Quote from: peterle on August 25, 2016, 05:41:38 PM

having the waist surpression that far outside of the ideal place usually demands to stretch the side seam of the back with the iron around the area of the waistline (before sewing). this would allow the center back to move inwards.


So, you are saying the waist suppression darts should not be part of the folds?  Your previous explanations confused me.

If there should be separate back darts, how far inside of the folds should they be?

posaune

Jim, look at a draft of a coat with side panels. Exactly there should the dart be.
With a rounded back and strong shoulderblades it can give difficulties when you do the pleat in one part there maybe not enough length in the pleat's body.
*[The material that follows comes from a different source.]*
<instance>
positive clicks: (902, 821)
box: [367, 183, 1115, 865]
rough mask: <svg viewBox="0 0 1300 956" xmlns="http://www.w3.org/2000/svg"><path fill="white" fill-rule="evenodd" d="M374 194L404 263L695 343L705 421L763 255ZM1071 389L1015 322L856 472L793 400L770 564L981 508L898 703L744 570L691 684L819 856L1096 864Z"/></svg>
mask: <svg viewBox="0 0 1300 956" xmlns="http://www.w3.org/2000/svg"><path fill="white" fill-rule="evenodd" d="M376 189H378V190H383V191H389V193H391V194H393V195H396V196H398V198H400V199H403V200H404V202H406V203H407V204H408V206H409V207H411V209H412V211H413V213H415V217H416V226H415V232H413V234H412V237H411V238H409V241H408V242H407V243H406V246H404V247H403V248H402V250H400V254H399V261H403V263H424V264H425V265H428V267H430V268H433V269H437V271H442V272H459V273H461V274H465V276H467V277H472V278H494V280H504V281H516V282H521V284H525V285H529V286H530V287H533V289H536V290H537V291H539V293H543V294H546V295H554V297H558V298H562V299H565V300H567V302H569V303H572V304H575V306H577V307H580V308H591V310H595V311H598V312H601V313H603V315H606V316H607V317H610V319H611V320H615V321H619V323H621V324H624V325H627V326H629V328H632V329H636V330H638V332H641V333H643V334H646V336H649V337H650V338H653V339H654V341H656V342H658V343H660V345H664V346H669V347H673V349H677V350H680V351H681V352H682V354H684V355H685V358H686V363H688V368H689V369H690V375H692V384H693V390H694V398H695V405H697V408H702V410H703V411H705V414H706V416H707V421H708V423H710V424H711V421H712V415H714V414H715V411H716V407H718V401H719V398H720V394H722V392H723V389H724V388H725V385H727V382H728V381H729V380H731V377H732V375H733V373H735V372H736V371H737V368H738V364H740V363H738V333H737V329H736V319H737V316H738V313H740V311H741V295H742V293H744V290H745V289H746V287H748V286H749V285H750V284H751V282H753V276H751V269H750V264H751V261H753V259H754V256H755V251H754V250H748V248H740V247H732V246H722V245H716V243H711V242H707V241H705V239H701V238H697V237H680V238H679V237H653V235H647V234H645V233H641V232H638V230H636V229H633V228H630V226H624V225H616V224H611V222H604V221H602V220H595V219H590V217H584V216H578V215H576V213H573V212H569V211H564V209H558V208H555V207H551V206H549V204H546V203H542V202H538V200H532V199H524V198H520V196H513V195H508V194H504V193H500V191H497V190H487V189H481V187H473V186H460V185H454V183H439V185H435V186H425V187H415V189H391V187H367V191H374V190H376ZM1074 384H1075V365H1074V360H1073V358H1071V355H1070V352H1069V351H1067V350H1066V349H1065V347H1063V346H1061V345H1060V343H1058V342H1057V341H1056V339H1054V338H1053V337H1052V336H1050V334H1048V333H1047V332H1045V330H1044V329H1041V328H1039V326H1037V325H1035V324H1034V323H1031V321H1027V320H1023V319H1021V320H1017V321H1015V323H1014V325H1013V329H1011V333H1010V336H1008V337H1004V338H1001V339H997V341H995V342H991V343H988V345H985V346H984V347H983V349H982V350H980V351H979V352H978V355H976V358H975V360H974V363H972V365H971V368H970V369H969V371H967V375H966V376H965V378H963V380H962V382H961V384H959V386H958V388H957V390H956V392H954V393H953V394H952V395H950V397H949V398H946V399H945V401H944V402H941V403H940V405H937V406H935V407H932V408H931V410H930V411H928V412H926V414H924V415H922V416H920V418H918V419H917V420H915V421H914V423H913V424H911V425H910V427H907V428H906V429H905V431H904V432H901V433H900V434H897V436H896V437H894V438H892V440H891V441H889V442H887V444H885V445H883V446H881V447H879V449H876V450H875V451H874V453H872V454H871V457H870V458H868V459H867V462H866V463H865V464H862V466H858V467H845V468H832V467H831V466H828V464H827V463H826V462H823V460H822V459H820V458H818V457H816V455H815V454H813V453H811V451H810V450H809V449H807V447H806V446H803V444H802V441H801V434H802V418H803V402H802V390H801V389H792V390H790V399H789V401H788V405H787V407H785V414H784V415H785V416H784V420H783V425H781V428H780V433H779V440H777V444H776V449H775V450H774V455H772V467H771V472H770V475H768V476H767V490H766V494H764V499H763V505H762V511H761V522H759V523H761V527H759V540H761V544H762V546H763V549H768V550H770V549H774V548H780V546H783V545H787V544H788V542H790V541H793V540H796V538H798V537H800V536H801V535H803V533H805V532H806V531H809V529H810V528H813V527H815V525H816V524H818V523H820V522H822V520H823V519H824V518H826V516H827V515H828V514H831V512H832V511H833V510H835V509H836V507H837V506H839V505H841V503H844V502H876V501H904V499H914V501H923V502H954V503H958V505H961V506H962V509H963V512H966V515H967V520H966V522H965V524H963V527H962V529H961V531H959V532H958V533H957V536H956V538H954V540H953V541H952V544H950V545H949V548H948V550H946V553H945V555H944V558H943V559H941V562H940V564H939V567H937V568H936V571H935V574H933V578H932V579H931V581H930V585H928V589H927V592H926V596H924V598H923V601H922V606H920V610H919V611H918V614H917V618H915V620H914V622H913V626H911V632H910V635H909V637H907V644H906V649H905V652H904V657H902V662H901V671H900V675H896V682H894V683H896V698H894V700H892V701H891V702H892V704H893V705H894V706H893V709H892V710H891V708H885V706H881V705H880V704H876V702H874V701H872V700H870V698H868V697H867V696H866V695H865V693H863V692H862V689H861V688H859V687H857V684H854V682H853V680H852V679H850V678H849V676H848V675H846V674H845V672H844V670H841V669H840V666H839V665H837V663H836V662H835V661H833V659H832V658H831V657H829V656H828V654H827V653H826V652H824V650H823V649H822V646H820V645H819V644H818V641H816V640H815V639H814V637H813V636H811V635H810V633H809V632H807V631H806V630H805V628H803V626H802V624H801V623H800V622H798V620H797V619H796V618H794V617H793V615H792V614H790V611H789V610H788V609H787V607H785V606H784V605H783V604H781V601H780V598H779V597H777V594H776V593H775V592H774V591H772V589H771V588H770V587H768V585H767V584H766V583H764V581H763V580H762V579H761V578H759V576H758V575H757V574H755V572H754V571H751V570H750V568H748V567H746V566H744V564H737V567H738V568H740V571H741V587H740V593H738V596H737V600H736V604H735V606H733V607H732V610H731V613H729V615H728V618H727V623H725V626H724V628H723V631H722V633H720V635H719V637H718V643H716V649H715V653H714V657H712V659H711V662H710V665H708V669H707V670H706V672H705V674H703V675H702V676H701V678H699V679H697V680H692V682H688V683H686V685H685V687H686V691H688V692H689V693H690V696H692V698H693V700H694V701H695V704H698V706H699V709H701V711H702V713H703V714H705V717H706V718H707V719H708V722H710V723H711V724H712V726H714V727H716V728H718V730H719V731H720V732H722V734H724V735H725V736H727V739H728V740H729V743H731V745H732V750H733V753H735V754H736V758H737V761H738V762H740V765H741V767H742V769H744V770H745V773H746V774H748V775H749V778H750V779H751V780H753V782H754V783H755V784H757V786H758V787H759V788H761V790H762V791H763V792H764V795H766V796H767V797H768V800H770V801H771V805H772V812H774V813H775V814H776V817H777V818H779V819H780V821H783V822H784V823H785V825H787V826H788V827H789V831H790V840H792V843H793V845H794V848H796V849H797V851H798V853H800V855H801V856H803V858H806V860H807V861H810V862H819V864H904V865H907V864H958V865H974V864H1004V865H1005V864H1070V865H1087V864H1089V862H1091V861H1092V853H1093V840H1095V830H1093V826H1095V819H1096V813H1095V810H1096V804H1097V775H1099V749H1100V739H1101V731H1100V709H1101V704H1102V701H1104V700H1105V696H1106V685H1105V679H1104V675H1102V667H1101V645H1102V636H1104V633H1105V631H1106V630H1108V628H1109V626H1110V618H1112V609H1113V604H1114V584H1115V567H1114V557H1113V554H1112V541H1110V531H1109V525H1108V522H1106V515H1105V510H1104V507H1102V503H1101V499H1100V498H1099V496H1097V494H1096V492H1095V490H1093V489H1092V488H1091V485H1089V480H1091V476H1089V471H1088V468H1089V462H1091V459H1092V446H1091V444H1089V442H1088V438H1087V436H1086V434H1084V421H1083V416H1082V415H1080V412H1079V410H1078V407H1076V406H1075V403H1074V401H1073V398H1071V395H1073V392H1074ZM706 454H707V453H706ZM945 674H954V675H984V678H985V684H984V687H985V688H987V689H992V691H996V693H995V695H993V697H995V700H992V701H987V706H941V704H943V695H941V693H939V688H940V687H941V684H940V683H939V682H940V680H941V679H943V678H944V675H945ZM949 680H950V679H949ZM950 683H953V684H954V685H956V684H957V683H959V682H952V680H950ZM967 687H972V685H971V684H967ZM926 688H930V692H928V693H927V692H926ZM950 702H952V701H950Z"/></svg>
I hope, I have understood it clearly.

lg
posaune


jruley

Quote from: posaune on August 25, 2016, 10:53:09 PM
Jim, look at a draft of a coat with side panels. Exactly there should the dart be.


Thank you.  I am not sure from the diagram where this dart should be.  Is it a third of the way from the side seam to CB?  Half way?

I could make my back panel narrower overall (move the pleat lines horizontally), or I could angle them like the pattern peterle posted.  But I need to know how to locate the dart first.

jruley

Here is an original officer's Ike jacket I did some insignia sewing on a few years ago.  This is not the blousy enlisted version but was cut down from an officer's tunic.

Notice that it has a CB seam, though it's hard to tell how much it was shaped...





jruley

Here is another idea for waist shaping with a flat back.  This is my dad's USAF Ike jacket from 1962.  Note the four tiny box pleats above the belt:



I tried pinning two pleats near the center in my toile.  They definitely shape up the back, but now it is bulging:









jruley

This is a German uniform jacket (fliegerbluse) from WWII.  Is this the kind of waist dart you were thinking of?


jruley

So, I decided to try putting two fish shaped darts in the back waist.  I chose 3" from the pleats because I thought it would be far enough away to not disturb them.

This seems much better than the box pleat idea:









jruley

Here I have replaced the right sleeve with a more finished design.  1/4" longer, with a 2-1/2" wide functional band cuff.  The sleeve is cut in two pieces with some round on the back seam for a better fit over the elbow.  I also included a sewn-in gusset in the armhole, for better arm movement.